I think this is just an artifact of how the code is representing "present". It's clear there's no actual content on this page, looks like it was recently created from a template in anticipation of posting a biography.
The end date for his term is marked as "present", so the text at the bottom is rendering it as the UTC time at page load. In this case, it will be a few minutes behind as the page gets cached at CDN edge nodes, and will be slightly different for everyone. When you see it change, that's the cache TTL expiring.
I'm a software developer. You don't publish pages like that until they are ready for public viewing. A "draft" page should stay in a draft state and NOT get published. And besides, the fact that date was updated several times, is odd.
I think this is just an artifact of how the code is representing "present". It's clear there's no actual content on this page, looks like it was recently created from a template in anticipation of posting a biography.

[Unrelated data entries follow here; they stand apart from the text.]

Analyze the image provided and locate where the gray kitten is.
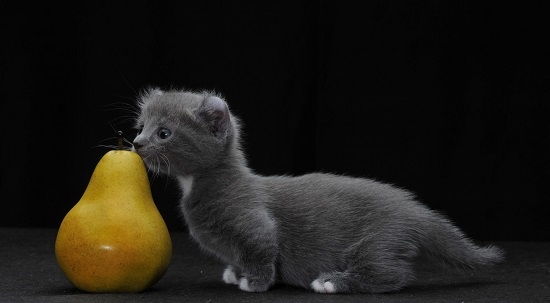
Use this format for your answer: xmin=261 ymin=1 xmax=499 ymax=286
xmin=133 ymin=89 xmax=503 ymax=293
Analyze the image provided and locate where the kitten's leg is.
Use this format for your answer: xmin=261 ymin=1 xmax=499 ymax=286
xmin=311 ymin=243 xmax=416 ymax=293
xmin=239 ymin=263 xmax=275 ymax=292
xmin=223 ymin=265 xmax=241 ymax=285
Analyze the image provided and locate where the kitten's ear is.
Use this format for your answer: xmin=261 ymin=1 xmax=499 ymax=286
xmin=196 ymin=96 xmax=230 ymax=139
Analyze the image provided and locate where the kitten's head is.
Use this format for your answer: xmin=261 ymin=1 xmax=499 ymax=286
xmin=134 ymin=89 xmax=238 ymax=176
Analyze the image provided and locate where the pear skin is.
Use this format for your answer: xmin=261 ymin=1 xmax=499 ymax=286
xmin=55 ymin=150 xmax=172 ymax=293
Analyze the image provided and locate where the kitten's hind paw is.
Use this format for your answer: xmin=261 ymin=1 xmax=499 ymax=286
xmin=311 ymin=279 xmax=336 ymax=294
xmin=223 ymin=266 xmax=239 ymax=285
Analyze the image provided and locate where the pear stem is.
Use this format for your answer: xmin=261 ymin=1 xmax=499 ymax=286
xmin=116 ymin=130 xmax=124 ymax=150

The end date for his term is marked as "present", so the text at the bottom is rendering it as the UTC time at page load. In this case, it will be a few minutes behind as the page gets cached at CDN edge nodes, and will be slightly different for everyone. When you see it change, that's the cache TTL expiring.
Nothing to see here...
I'm a software developer. You don't publish pages like that until they are ready for public viewing. A "draft" page should stay in a draft state and NOT get published. And besides, the fact that date was updated several times, is odd.
So someone f'ed up. The date changing is not odd. That would be expected behavior due to CDN caches.
It would be a hardcoded UTC timestamp that would be independent of CDN location.